Ekliger Typ! Einfach nur widerlich. Mag den nicht. Aber ja, Isolation macht was mit einem und ich schätze, er ist ziemlich einsam und sein Leben lang gemieden worden. Egal. Ich will ihn nicht leiden können.

Ich wünsche Dir ein wunderbares Fest mit ganz viel Kerzenschein! Und nur nette Menschen um Dich rum! Ach ja, und ich würde seine Tat tatsächlich auf Lucia legen.
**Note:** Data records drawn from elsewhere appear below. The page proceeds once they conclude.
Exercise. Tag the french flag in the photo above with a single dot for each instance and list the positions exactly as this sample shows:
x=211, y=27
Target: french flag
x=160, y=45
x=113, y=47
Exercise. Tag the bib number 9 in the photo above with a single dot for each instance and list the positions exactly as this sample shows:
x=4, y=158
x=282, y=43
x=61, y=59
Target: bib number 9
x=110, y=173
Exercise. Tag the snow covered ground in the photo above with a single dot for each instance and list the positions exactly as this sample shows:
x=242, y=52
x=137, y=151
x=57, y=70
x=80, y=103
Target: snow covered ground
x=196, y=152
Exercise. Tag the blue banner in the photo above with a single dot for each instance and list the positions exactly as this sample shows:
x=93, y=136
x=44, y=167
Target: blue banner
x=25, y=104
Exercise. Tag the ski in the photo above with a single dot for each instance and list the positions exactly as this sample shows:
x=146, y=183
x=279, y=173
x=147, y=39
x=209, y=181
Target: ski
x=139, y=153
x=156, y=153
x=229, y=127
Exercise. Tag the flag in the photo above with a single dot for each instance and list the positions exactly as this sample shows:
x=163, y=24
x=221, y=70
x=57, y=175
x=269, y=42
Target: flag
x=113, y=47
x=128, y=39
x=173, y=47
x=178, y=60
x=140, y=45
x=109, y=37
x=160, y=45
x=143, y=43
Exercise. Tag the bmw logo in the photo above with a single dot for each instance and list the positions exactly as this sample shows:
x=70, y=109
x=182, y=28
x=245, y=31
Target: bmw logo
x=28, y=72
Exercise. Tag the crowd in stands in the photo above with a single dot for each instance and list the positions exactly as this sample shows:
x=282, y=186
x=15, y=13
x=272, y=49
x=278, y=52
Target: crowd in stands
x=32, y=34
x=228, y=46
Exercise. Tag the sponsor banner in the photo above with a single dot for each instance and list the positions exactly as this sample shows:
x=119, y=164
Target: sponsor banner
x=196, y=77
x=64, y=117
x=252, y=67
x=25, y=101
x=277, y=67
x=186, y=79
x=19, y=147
Weihnachten hin oder her ;).

Liebe Grüße, Fliege

 

Hallo @Woltochinon,

es ist schon so viel geschrieben worden, deshalb keine Textarbeit, sondern eine Rückmeldung zu meiner Lesart. Ich habs jetzt dreimal gelesen. Für mich persönlich ist das ein interessanter Beginn einer Geschichte, viele Andeutungen, viele Rückblenden, Betrachtungen der Vergangenheit, Gedankengänge und Innenleben. Abgesehen davon, was genau passiert da? Auf die reine Handlung eingedampft: Prota wacht durch einen Niesreiz auf. er stapft zum Fenster, schaut raus, schließt das Fenster wieder, beginnt ein Frühstück, liest in einem Buch, trinkt einen Weihnachtspunsch. Für mich ganz persönlich ist das ein bissl wenig, da gehört mehr Fleisch an die Knochen!
Um dem Prota nahezukommen oder von seinem Schicksal berührt zu werden, fehlt mir einerseits Handlung, andererseits der persönliche Background. Um da was zu verstehen, müsste ich es erst einmal erzählt bekommen. Ich erfahre von einer Brandstiftung vor 60 Jahren aber leider nicht von den Umständen, die ihn dazu gebracht haben. Da bleibt für mich zu vieles im Dunklen, viele Leerstellen, die ich nicht füllen kann, weil ich keinen Stoff für die Lücken bekomme.
Das ist vielleicht letztlich auch eine Frage der Strecke. Ich hab deinen Text mal auf Normseite formatiert und komme auf drei. Kratzt am Flashfiction-Format. Mein persönlicher Geschmack liegt eher darin, in Geschichten abzutauchen, mich von ihnen tragen zu lassen. Mit den philosophischen Gedankengängen konnte ich persönlich leider nicht so viel anfangen. Sorry.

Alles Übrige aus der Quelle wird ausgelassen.